PepsiCo's shares were little changed in premarket trading on Tuesday.
Elsewhere, Snap Inc shares fell 5.6% on Tuesday, after lead underwriter Morgan Stanley downgraded the stock and raised concerns about the social media company's ability to compete against rival Instagram.
Snap shares were trading at $16.04, after closing below its $17 IPO price for the first time on Monday. The Snapchat owner's market debut in March was the hottest U.S. technology listing in years.
The downgrade comes ahead of the expiry of the stock's lock-up period on July 29.
In an unusual move for an IPO's lead underwriter, Morgan Stanley cut its rating on the Snapchat parent to "equal-weight" from "outperform", and also slashed its price target to $16 from $28.
The brokerage's price target now sits below Snap's median price target of $19.50.
Dipping below an IPO price is seen on Wall Street as a setback to be avoided by chief executives and their underwriters, but it is not uncommon for Silicon Valley companies.
Snapchat has gained popularity among people under 30, but many on Wall Street have been critical of Snap's lofty valuation and slowing user growth.
The company faces increasing competition from Facebook, which once made a $3 billion bid for Snapchat. The social media giant has made the camera a central piece of its apps and offers features similar to Snap on its platforms, including Instagram and WhatsApp.

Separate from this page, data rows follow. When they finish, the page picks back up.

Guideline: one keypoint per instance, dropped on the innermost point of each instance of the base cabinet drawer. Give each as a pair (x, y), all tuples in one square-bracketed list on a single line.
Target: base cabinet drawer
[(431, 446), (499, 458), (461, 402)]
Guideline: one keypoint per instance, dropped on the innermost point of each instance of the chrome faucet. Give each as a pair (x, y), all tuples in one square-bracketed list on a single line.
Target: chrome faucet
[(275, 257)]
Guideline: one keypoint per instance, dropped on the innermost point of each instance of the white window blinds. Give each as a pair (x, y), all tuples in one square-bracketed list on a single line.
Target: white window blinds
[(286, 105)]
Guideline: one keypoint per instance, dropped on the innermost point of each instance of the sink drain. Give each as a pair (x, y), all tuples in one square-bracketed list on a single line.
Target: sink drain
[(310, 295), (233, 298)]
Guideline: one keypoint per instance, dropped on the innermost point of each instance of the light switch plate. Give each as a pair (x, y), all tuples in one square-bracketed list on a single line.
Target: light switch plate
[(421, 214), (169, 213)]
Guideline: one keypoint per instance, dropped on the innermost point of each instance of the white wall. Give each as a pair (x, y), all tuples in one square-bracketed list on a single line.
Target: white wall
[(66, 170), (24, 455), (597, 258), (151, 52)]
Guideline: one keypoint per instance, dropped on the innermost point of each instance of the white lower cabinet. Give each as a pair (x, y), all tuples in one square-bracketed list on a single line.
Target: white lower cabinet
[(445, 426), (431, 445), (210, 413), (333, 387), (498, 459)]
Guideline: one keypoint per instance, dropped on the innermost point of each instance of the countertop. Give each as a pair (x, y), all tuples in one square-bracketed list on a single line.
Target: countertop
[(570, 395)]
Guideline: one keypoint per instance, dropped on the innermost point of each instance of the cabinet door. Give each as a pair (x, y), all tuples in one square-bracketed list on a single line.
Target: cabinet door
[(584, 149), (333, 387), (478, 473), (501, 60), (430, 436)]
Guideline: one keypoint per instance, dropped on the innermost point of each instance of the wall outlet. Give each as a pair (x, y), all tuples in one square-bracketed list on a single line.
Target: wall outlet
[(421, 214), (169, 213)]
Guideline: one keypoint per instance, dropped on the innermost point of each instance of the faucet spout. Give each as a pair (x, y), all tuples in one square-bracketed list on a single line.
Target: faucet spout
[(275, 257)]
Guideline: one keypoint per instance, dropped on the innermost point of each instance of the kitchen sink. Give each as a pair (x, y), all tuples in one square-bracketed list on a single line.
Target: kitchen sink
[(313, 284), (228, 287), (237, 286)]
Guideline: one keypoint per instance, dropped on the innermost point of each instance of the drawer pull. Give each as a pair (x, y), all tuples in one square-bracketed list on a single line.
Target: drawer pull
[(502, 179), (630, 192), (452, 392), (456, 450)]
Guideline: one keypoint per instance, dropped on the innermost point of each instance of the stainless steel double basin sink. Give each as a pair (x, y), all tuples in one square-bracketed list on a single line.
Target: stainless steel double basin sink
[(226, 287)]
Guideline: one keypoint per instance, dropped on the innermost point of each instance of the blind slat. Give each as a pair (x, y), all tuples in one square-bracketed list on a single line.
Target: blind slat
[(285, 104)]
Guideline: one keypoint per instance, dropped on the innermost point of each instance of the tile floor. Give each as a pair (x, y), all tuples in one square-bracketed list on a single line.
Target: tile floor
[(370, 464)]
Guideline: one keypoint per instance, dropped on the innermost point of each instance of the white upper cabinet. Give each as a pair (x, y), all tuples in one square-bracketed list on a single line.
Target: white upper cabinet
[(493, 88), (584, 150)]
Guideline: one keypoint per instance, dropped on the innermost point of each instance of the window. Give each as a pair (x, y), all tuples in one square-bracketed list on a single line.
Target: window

In June, Instagram said its Stories feature had 250 million users, compared with 166 million users for Snapchat at the end of the first quarter.
"We have been wrong about Snap's ability to innovate and improve its ad product this year and user monetization as it works to move beyond 'experimental' ad budgets into larger branded and direct response ad allocations," Nowak said in the note.
Morgan Stanley cut its estimates for Snap's 2017 revenue by 6.9 percent to $897 million, and daily active user expectations by 1.6 percent to 182 million. Goldman Sachs, another lead underwriter, still has a "buy" and an unchanged $27 price target.